Marjan Sax (born 26 December 1947) is a Dutch feminist lesbian activist, member of Dolle Mina and co-founder of a number of feminist organisations, ethical bank Mama Cash among them. Sax is also an advisor for charity organisations.

== Life ==
Sax was born in Amsterdam and studied politics at the University of Amsterdam. She was teamleader at the Open School in the North of Amsterdam from April 1977 to 1981. After that she worked as a researcher at the Foundation Vrouw & Media from March 1983 until June 1986, where she studied the position of female journalists at Dutch newspaper publishers. Sax has worked as an independent advisor for charities since 2003. She is a writer and is a board member for several organisations. In 2003 Sax read the Mosse Lecture, titled Naar een nieuwe seksuele revolutie (Towards a new sexual revolution).

== Activism ==
Sax was active in Dolle Mina and was the co-founder of various feminist organisations: the Vrouwenhuis in Amsterdam in 1973, the abortion-rights advocacy group Wij Vrouwen Eisen in 1974, the department of Female Studies at the University of Amsterdam and the women's bar Saarein in 1978 where Dutch lesbian-feminist collective Lesbian Nation organised events (mother-daughter days, poetry nights, folk song days, themed parties, etc.). And the Lesbian Archive Amsterdam (now IHLIA LGBT Heritage) in 1982. Sax also took part in several other lesbian and feminist activities. She was one of the occupiers of the abortion clinic Bloemenhove in Heemstede, when it was threatened with closure in 1976. This action played a role in the legalisation of abortion. Sax kept a diary of this occupation, which was published in De Groene Amsterdammer.

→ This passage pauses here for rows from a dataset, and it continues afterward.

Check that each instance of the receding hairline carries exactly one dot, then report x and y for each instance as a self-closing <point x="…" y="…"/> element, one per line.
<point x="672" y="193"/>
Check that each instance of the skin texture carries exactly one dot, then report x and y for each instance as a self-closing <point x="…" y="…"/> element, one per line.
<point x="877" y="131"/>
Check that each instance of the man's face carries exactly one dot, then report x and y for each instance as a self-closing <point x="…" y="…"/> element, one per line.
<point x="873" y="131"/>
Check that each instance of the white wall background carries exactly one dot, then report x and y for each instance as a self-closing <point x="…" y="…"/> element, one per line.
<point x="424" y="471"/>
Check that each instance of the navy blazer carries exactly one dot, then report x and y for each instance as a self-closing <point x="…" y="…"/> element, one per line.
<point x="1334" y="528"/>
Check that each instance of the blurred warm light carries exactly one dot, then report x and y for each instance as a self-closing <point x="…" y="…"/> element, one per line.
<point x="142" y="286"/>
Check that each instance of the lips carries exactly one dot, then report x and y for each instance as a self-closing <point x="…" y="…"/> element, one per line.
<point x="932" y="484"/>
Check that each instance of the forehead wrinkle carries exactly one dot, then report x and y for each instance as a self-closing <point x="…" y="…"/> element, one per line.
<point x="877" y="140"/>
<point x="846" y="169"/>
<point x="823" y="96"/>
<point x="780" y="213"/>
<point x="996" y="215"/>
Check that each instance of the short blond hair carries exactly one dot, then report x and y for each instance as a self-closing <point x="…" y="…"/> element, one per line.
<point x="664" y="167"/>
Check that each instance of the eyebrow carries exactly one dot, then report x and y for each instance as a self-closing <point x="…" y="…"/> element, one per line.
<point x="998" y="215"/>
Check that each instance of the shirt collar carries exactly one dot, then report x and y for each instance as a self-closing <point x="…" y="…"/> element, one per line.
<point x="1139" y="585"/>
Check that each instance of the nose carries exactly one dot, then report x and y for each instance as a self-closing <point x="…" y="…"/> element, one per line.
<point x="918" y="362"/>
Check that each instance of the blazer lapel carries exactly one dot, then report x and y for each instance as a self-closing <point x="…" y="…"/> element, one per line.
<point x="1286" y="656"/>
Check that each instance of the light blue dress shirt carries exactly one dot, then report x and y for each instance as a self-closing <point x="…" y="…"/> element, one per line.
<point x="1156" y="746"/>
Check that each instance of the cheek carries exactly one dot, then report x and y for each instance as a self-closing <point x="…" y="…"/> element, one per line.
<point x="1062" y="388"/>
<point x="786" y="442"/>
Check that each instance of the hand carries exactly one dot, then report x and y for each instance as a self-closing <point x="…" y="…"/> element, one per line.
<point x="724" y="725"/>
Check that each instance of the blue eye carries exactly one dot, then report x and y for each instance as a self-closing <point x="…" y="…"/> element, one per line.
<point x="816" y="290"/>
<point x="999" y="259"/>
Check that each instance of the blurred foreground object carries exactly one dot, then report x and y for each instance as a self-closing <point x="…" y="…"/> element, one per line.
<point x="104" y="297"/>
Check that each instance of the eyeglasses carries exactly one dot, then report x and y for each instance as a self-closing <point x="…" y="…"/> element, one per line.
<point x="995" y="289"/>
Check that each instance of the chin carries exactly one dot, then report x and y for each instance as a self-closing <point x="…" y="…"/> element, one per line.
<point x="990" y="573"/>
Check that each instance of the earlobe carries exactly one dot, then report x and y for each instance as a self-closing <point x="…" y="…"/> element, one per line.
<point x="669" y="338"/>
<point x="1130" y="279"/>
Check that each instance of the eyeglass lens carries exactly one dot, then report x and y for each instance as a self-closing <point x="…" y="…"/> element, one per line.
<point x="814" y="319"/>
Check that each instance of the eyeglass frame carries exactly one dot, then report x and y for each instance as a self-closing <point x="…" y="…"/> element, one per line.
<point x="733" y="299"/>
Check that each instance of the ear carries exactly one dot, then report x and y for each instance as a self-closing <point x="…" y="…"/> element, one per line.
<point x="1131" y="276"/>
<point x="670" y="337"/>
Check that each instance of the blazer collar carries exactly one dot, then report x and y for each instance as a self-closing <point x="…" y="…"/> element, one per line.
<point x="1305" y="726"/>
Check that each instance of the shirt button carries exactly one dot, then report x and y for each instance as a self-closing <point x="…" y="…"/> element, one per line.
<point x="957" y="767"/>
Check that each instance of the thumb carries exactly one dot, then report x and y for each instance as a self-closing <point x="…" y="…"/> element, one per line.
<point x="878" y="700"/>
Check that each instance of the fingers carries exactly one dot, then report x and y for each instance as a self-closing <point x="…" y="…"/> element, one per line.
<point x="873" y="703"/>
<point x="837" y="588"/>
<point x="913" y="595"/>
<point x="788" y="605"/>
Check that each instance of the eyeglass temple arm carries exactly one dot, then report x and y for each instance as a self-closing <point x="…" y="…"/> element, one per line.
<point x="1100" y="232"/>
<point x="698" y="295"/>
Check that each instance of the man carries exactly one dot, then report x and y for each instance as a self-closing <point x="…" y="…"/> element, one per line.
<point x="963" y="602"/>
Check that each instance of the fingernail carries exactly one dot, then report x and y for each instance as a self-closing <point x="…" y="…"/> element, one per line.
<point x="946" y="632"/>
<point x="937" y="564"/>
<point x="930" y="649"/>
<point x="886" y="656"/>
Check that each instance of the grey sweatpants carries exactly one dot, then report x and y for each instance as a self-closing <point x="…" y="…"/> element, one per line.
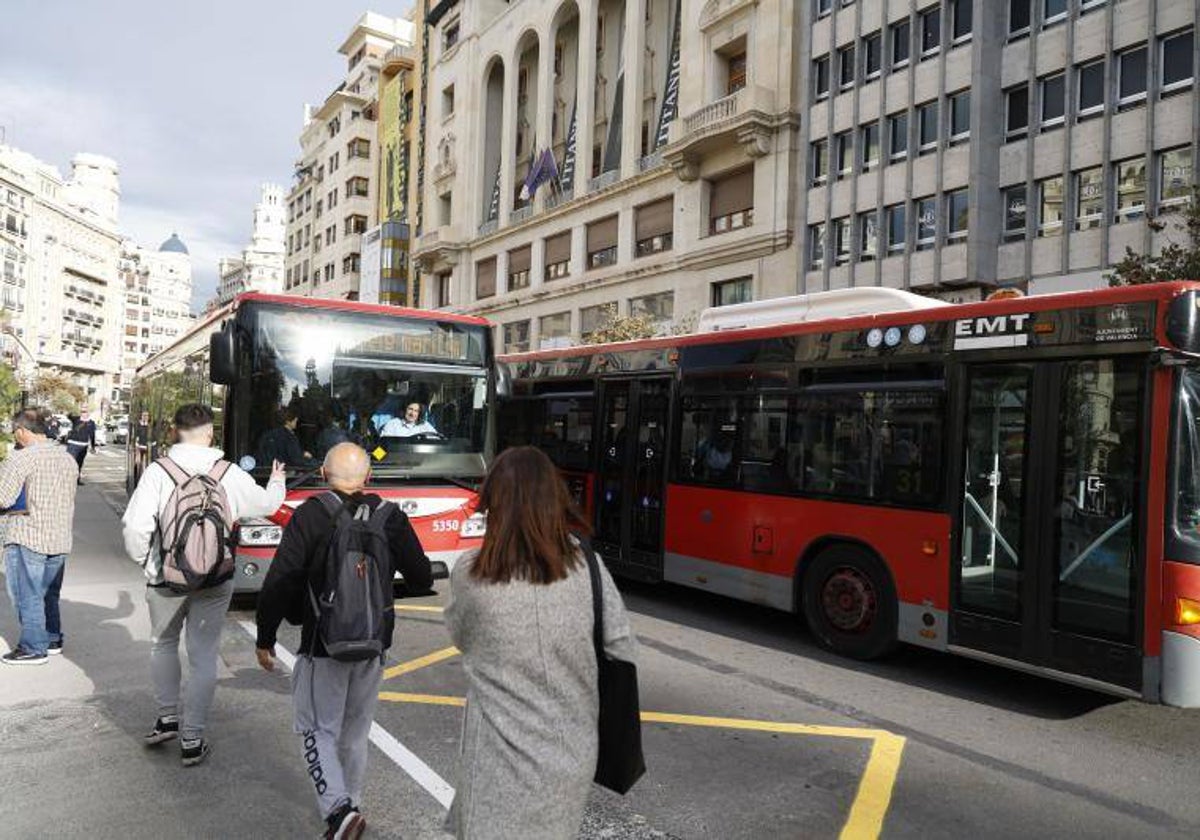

In 1982 Sax co-founded the organisation Mama Cash with four others, and she was member of the board until 2003. Organisation Mama Cash has different funds for women projects that promote emancipation and feminism. Sax received a noteworthy heritage and in 1982 she gave Mama Cash an interest-free loan of 2,5 million guilders. The organisation was allowed to keep the profit. In the eighties and nineties Sax was involved in de Roze Draad (1985 - 1991, the feminist supportgroup of De Rode Draad, an organisation for the improvement of the position of sex workers) and Vrouwen tegen Uitzetting (a collaboration to support female refugees).

The archive of Marjan Sax is being kept in Internationaal Archief voor de Vrouwenbeweging (IAV).

== Rewards ==
Sax has received different rewards for her efforts for the Dutch women's rights movement, like the 'Zilveren Anjer' of the Prins Bernhard Cultuurfonds in 1995 and the 'Bob Angelo Penning' of the COC in 1997.